Juvenilia

Cast size: 4 (2W, 2M)

Bored of frat parties and second-run movies, a group of college friends challenge each other to have a 3-way with the Christian who lives next door ("it could be the new SURVIVOR"). In this undergraduate world of irony and internet porn, sex is commonplace but love is the thing that dares not speak its name.

Premiered at: Premiered at: Playwrights Horizons (2003)
Directed by: David Petrarca

Review:

"With the possible exception of politicians, college students are the most self-regarding creatures on earth. Wendy MacLeod nails that narcissism with a wry vengeance in this comic drama about two smart-ass seniors, stuck in the dorm on a Friday night writing term papers, who decide to alleviate their boredom by coaxing the virtuous coed next door into a friendly game of group sex. Cleverly written, shrewdly directed and smartly cast, the show is less brittle than it sounds, especially once the kids drop their ironic detachment and reveal the quivering anxiety behind their cooler-than-cool facade." --Variety

"Its swift reversals...keep the characters from becoming...cliches. It's the playwright's way with language that does the trick, her understanding of the versatile uses these sharp kids find for the idiomatic speech of their generation. Speaking in the intricate dialectics of "cool," they brandish their brainy, irony-laced wit as both weapon of war and shield of defense." --Variety

Author's note:

Usually one writes a play and then titles it. JUVENILIA began with the title, with that one word scribbled in the writer's notebook. And then one happy day I discovered that I had written the play that went with it. It was like a sock finding its mate after spending months in separate bureaus.

Having done an informal poll, I can tell you that very few people know what "juvenilia" is, and nobody can agree on how to spell it. "Juvenilia" refers to early writings, early attempts at writing that a writer eventually outgrows and dismisses. In my play, the 20-something characters aren't writers, but are instead making early attempts to figure out how to live. What they lack in craft they make up for in passion.

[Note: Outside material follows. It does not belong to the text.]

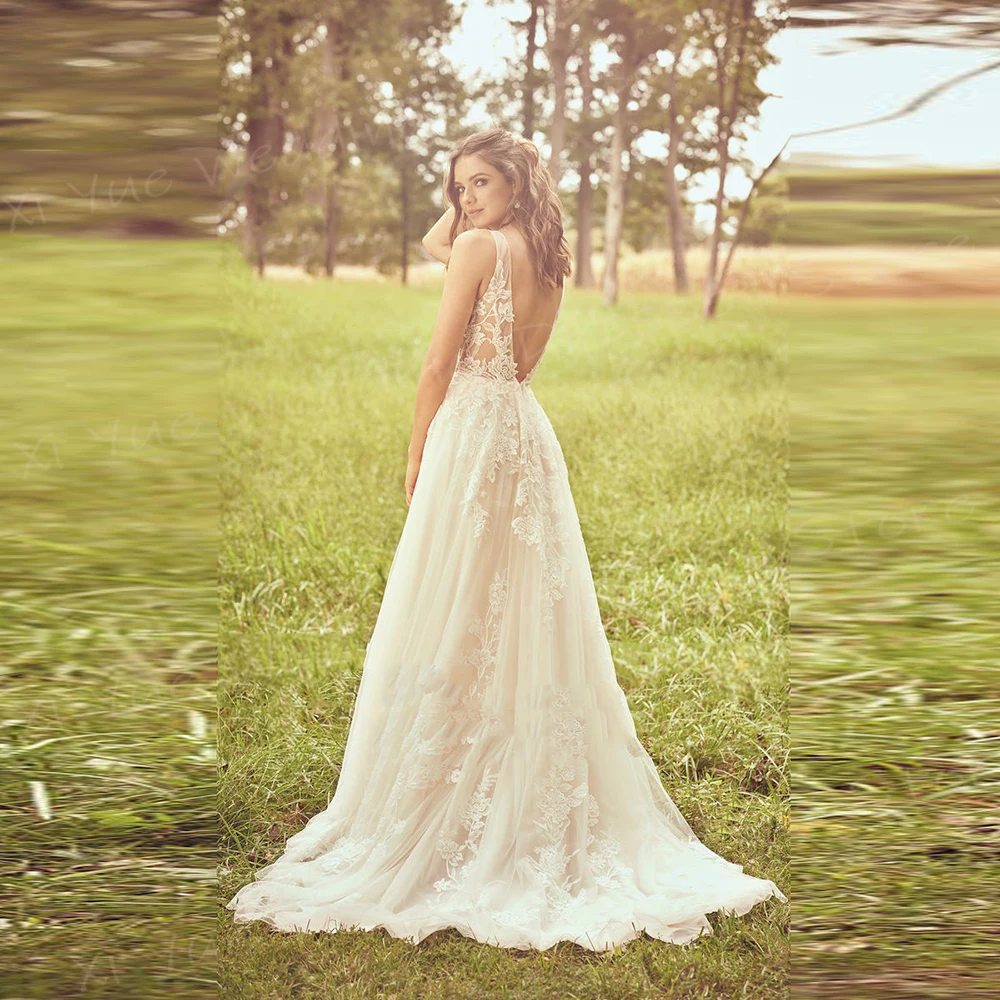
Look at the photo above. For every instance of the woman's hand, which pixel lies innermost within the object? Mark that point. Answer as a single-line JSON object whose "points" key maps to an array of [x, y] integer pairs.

The play grew out of a writing exercise that I gave my students. I asked them to describe a place they knew well and to then swap descriptions with another student. I asked them to explore what this place suggested about the people who lived there and to write a short play. Because we had an uneven number in class that day, I ended up with one of the descriptions--a description of a wealthy teenager's bedroom, a young man's bedroom. From that description I kept three things-a laptop, an exercise bike and an iguana-and began to write. From the laptop came the idea of internet porn, which seems to be a big part of my students' lives. When the college students in the play try to live out a porn fantasy by having a three-way with the girl down the hall, they bump up against their own insecurities, jealousies, and what do you know...morality.

My students were curious about how a forty-something writer had managed to capture the way they speak. Well for one thing, I'm a college professor. I'm surrounded by loquacious college students. And of course I was a college student, and despite our need to believe in generational uniqueness, things don't really change all that much from decade to decade. A college student bantering has always been like a peacock unfurling its tail; it's a show of wit and newfound knowledge, the primary purpose of which is to attract a mate.

The college students in JUVENILIA are trying so hard to be hard, to be hip, to be ironic, that they can't admit to traditional human emotions, lest they seem boring or sentimental. The lovers, Brodie and Meredith, actually want to stop their ongoing game of sexual chicken. It is on this one night, the night they set out to have a threesome, that they discover that language can be used to connect with each other as well as to impress each other. They take a step towards maturity, and away from juvenilia.